É claro que estava zangado com alguns amigos, gente que passava no facebook, a dizer que se abstinha, que votava em branco. Apetecia-me praguejar contra eles. Seria um disparate. Eles tinham as suas razões e eu não só as compreendia como, no caso do voto em branco, até reconheço que não há nenhuma razão para que a ciência política eleitoral não arranje forma de evitar que eles, enquanto opção eleitoral expressa, aumentem o caudal dessa inexpressiva mancha que põe em causa a nossa democracia política.

 

Mas em consciência não podia invectivá-los. Nem mesmo os abstencionistas. Como é que podia invectivar mais de cinco milhões de portugueses? Desde há largos anos que a abstenção tem atingido níveis recordes e, para além da depuração dos cadernos eleitorais, vi fazer pouco mais. Os circulos eleitorais mais próximos dos eleitores, cairam. A regionalização, caiu. Até numa eleição como a presidencial em que cada um de nós elege só um português para representar dez milhões de portugueses, os Partidos assumem-se muitas vezes como os donos do jogo em relação aos candidatos, introduzindo uma componente de distanciação dos eleitores em relação aos mesmos. O Partido Comunista  apresenta sistematicamente uma candidatura própria, para marcar o seu espaço político. O Partido Socialista é já a segunda vez que apresenta um candidato próprio que concorreu contra um outro candidato que também era militante do seu partido. E poder-se-á perguntar: e então, não é legítimo? É. Cinco milhões de abstencionistas também é legítimo. Não estamos aqui a falar de legitimidade política. Estamos a falar da sobrevivência da democracia política tal como a conhecemos.

 

Ora uma das realidades mais presentes na vida contemporânea é a quebra do sistema de representação. A crise da representação.
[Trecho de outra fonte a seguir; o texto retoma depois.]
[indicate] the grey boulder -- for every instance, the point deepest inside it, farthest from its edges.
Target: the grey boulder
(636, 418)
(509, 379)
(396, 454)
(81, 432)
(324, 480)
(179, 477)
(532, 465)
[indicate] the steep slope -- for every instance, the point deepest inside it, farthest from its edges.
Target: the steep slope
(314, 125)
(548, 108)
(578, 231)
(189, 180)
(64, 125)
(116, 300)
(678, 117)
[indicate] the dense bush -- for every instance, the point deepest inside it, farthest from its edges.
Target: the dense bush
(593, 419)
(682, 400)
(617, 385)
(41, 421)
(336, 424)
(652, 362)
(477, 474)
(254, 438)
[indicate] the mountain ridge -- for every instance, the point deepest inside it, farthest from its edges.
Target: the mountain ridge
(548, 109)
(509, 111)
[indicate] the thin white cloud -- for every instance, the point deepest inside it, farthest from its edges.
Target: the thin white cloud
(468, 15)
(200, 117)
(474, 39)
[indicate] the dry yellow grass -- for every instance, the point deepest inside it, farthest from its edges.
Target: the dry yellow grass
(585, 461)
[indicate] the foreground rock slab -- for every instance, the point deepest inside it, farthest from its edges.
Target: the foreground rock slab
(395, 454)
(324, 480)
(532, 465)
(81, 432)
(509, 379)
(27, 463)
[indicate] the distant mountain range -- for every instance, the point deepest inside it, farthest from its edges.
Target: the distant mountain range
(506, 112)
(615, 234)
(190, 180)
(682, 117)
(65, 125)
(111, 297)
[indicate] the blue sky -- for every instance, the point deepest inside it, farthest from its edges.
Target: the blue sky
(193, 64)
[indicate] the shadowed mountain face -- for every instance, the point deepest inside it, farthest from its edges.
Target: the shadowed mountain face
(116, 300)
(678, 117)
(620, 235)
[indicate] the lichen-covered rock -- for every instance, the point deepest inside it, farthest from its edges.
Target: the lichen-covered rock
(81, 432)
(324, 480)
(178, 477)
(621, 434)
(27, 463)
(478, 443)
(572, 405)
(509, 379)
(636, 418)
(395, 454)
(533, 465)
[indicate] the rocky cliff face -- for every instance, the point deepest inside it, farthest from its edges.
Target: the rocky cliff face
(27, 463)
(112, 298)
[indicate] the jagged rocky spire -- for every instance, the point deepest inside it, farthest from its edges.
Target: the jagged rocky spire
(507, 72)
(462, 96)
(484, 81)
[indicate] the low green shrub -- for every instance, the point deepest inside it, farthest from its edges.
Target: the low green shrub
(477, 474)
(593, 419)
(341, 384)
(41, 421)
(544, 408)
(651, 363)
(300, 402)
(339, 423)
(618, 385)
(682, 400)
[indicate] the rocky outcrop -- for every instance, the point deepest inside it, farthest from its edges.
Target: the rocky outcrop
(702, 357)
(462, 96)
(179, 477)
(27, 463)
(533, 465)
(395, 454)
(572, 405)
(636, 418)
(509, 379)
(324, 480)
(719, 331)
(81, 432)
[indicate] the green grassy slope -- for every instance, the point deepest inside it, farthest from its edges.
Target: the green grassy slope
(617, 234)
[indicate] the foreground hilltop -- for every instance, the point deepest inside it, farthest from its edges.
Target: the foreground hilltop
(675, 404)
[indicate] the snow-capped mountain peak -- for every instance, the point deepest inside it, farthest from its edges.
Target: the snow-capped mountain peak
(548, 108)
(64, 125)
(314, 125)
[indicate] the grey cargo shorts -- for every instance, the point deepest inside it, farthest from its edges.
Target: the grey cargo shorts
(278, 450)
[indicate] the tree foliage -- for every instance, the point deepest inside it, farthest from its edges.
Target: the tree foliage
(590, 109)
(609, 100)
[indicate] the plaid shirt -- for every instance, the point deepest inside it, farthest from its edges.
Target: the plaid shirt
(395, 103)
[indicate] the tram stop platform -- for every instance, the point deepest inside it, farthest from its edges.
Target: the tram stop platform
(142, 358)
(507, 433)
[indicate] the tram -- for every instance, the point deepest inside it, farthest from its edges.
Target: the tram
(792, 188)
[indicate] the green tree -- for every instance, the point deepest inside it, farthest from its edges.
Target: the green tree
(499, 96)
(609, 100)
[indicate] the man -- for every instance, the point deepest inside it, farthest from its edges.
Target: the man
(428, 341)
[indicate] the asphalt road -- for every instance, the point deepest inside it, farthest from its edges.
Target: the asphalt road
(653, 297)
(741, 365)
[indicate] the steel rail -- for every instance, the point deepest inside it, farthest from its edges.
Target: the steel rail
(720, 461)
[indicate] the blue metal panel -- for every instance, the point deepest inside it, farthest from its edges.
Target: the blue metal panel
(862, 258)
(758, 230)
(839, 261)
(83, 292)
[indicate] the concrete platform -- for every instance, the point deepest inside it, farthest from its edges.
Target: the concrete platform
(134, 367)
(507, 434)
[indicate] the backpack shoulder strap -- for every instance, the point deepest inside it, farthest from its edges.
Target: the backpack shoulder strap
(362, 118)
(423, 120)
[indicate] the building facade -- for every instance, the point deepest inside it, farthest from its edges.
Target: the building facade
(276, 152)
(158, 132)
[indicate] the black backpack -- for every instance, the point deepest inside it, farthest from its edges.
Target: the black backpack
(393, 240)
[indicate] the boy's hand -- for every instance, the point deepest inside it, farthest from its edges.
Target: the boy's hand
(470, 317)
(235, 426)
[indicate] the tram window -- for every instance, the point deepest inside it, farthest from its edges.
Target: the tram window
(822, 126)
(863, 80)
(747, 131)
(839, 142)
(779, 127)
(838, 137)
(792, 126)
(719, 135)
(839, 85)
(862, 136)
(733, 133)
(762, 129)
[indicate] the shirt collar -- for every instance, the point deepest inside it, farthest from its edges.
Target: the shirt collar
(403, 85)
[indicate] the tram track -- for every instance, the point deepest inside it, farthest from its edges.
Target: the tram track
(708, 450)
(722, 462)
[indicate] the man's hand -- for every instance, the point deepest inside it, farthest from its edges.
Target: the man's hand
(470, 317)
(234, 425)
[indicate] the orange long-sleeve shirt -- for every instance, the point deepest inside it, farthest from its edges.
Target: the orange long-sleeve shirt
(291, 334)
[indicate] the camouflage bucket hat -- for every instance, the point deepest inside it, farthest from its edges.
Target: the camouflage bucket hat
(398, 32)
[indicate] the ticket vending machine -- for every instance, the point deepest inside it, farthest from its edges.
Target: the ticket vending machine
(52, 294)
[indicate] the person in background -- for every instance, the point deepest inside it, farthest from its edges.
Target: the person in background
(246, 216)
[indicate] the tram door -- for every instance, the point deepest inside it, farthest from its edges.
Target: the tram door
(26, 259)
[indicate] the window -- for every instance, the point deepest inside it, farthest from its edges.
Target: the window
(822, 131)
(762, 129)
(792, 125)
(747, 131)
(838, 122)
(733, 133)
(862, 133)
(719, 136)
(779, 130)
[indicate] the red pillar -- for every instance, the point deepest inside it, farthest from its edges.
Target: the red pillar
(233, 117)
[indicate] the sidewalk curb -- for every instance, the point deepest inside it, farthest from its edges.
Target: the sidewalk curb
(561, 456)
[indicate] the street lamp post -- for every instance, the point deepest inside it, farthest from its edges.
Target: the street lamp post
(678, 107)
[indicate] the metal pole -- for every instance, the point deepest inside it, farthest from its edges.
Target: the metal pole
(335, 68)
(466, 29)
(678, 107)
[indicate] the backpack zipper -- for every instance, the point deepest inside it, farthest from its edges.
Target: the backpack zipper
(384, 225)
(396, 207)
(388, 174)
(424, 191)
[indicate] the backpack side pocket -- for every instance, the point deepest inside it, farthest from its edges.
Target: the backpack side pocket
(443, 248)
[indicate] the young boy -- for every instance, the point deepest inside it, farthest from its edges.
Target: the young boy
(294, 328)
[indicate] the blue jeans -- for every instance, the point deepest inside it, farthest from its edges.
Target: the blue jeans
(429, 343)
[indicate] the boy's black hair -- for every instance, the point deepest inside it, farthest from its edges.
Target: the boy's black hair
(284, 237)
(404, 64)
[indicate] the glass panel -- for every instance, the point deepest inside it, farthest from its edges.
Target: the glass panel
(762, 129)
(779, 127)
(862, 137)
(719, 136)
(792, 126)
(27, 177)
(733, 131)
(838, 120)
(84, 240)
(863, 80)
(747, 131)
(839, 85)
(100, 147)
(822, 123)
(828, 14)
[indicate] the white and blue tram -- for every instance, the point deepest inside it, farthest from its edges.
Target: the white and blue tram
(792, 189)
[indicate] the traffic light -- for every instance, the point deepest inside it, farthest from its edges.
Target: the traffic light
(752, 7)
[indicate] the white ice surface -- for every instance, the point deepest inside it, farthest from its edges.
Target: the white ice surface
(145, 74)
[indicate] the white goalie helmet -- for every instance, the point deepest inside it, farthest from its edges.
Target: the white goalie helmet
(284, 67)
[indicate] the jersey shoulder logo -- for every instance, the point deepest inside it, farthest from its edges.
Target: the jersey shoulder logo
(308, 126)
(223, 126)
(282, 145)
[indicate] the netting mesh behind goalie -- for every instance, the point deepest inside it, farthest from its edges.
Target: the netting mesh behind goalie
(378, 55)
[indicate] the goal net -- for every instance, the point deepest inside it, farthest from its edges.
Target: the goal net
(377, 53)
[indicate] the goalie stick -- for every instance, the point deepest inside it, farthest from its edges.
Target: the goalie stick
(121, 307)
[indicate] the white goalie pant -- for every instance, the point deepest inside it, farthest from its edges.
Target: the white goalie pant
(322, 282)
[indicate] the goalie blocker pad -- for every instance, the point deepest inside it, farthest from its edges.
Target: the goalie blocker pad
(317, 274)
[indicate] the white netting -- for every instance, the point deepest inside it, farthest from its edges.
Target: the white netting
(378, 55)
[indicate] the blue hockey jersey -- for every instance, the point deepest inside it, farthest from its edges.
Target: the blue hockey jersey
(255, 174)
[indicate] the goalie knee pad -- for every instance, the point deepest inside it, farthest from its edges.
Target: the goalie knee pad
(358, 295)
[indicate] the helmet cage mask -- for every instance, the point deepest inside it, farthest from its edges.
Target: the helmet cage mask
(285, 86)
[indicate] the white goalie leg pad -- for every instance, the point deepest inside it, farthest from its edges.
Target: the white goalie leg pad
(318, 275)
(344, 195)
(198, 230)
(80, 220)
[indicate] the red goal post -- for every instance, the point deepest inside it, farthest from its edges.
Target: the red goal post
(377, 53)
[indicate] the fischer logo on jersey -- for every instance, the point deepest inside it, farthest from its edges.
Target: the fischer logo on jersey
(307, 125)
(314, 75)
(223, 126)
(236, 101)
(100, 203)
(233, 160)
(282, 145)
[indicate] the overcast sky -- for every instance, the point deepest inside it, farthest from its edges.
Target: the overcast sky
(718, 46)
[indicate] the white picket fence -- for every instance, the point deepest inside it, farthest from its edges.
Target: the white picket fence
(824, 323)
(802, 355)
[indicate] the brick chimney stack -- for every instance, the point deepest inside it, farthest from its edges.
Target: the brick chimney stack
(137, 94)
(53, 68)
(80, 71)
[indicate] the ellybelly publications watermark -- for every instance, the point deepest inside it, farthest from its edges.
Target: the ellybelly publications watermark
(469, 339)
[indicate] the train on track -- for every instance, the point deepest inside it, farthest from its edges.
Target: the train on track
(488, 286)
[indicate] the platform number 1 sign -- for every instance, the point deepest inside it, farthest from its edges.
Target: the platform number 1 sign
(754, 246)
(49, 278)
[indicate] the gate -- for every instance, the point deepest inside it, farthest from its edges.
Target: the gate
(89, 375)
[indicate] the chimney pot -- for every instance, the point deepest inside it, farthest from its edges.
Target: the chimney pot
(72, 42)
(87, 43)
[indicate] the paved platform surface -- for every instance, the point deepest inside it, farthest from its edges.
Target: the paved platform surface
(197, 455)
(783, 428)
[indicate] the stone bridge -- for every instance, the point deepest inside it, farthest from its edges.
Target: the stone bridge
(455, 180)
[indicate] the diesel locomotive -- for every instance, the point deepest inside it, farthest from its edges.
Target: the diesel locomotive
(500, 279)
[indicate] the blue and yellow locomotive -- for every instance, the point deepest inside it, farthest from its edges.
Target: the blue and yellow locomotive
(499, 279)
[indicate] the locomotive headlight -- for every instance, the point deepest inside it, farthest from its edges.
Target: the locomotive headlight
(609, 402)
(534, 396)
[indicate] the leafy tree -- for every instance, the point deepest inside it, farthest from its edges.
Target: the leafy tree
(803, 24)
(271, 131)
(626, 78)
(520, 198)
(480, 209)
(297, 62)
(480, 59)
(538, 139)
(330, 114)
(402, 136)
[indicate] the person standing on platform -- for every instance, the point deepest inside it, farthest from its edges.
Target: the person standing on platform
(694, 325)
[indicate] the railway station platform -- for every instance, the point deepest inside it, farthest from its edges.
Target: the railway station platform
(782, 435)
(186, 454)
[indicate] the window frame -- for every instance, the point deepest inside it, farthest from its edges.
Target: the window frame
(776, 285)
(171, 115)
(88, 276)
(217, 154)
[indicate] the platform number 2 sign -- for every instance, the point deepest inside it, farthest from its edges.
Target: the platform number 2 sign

Que tem alguns aspectos positivos, na medida em que decorre da influência que o progresso social e tecnológico colocado tem na mudança de paradigmas da nossa cultura política (há um pequeno livrinho, Democracia Virtual, que tenta abordar esta questão) mas tem também aspectos muito perturbadores, porque no vaivém das novas procuras de identidade, e consequentemente, de representação, há vazios que surgem, como este, que assistimos anteontem, e para o qual só temos não respostas. Dizer que cinco milhões de portugueses não cumpriram o seu dever de portugueses é uma não resposta.

 

Até porque não se trata de uma eleição qualquer, não se trata de uma situação eleitoral comum. Para mim uma das coisas mais perturbantes da ideia de identidade nacional, de identidade de uma comunidade, é saber que mais de cinco milhões de pessoas não sairam de casa mesmo sabendo que era previsível que se não o fizessem, para representar dez milhões de portugueses, seria eleito um homem que declaradamente tirou grandes mais valias financeiras da sua associação a actos  (por parte de uma pessoa que, num outro contexto,  irá ser julgada  por ter praticado actos análogos a esses) semelhantes a outros que  foram enquadrados numa tipologia de  crimes económicos que tanto lesaram um Banco e cuja nacionaliação tanto lesou o país.

 

Para além da questão ideológica, esquerda, direita, esta é uma leitura que eu não consigo evitar. E que merece uma pergunta mai inquieta: que divórcio é este entre o representado e o processo de representação que faz que nem assim ele vá votar?

 

Não há perguntas de esquerda nem de direita, mas esta é claramente uma pergunta em que a resposta da Esquerda terá de fazer toda a diferença.